Mobile, enterprise users drive US IPv6 growth

 

Connecting state and local government leaders

The push by the federal government and mobile carriers for IPv6 adoption has put the United States at the top of the list of IPv6 leaders despite the slow rate of consumer network upgrades.

According to the latest quarterly State of the Internet report from Akamai, Western nations are leading the way in use of next generation Internet Protocols, with Asia surprisingly lagging behind.

The amount of IPv6 Internet traffic hitting Akamai’s global content distribution network grew sharply in the third quarter of 2013, and the United States and Europe appear to dominate in adoption of the next-generation Internet Protocols.

Only one Asian nation, Japan, was included among the top 10 countries generating IPv6 traffic, with 1.9 percent of its traffic using IPv6. The United States was in fifth place with 4.2 percent. 

“IPv6 uptake in Asia was not as high as we expected it to be,” said David Belson, Akamai’s senior director of industry and data intelligence and lead author of the report. “That was surprising, given the shortage of IPv4 addresses,” in that region.

A limited number of IP addresses are available in Version 4 of the Internet Protocols, and those are beginning to run out. Increasingly, large allocations of addresses are being made from the much larger pool of IPv6 addresses. Because the two versions are not compatible and Internet connected systems have to be readied for the new protocols, many vendors, carriers and infrastructure operators are tracking their adoption closely. 

In the United States, federal agencies are required to accept IPv6 traffic on all public-facing systems. Agencies must upgrade applications that communicate with public Internet servers to use native IPv6 by the end of the 2014 fiscal year. 

The reason for the higher rate of adoption in the Western countries appears to be leadership from mobile carriers as well as government. “It was good for them to put out a deadline” for enabling IPv6 in government systems, Belson said of the U.S. government.
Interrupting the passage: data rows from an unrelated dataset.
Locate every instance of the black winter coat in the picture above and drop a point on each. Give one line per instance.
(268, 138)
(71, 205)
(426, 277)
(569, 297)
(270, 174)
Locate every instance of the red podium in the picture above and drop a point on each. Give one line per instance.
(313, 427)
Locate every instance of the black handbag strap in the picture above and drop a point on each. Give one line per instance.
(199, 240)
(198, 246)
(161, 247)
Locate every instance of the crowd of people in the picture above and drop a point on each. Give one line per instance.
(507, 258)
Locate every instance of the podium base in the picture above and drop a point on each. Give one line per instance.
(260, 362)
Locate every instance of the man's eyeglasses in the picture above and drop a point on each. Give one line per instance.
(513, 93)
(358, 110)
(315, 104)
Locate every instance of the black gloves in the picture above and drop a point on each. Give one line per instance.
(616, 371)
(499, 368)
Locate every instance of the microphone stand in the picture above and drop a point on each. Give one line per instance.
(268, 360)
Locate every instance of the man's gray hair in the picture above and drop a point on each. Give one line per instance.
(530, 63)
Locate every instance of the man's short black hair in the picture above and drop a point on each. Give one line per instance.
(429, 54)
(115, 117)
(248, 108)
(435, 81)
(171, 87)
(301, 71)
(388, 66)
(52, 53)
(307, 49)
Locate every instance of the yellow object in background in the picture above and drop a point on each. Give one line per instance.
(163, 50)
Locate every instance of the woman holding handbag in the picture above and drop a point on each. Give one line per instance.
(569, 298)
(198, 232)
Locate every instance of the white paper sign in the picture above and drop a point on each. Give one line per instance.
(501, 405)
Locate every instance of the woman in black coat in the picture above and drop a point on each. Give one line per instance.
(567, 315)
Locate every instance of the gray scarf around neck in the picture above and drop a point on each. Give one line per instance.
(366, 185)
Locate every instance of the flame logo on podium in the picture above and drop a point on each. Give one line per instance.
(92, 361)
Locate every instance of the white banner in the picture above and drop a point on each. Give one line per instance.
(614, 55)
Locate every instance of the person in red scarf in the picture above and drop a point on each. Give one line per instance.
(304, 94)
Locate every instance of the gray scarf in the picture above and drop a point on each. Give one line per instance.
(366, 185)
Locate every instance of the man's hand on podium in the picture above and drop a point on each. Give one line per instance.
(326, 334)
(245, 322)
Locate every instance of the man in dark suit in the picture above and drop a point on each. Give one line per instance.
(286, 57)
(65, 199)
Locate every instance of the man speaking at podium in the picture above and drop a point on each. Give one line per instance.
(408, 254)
But the largest driver is adoption of the protocols by large mobile carriers. Because of quick market growth and a high turnover rate for devices, mobile users are in the forefront of IPv6 adoption, whether they know it or not.

Still, adoption of the new protocols in this country remains spotty. Comcast, the nation’s largest Internet service provider, reports that 25 percent of its customers are provisioned with dual-stack broadband connections supporting IPv6. But consumer hardware such as routers and cable modems tend to stay in place longer than mobile devices, reducing the rate of adoption of the new protocols.

One interesting pattern found by Akamai in IPv6 traffic is that volumes drop each Saturday, meaning that there probably is a higher level of IPv6 adoption on enterprise networks as opposed to consumer ISPs.

Although Internet growth is expected to be in the IPv6 address space, IPv4 is not yet dead. Akamai identified almost 761 million unique IPv4 addresses hitting its network in the third quarter, a growth of 1.1 percent over the previous quarter and a surprising 11 percent increase over the past year.

The United States, which has the largest allocations of IPv4 addresses, saw the number of IPv4 addresses grow by 9.3 percent over the past year.

This growth and the slow, spotty uptake of IPv6 mask the fact that the pool of available IPv4 addresses continues to shrink. ARIN, the American Registry for Internet Numbers, is down to its last two/8 blocks of IPv4 addresses of 16.7 million each, making large pools of the addresses difficult to obtain. Inevitably, IPv6 will be growing.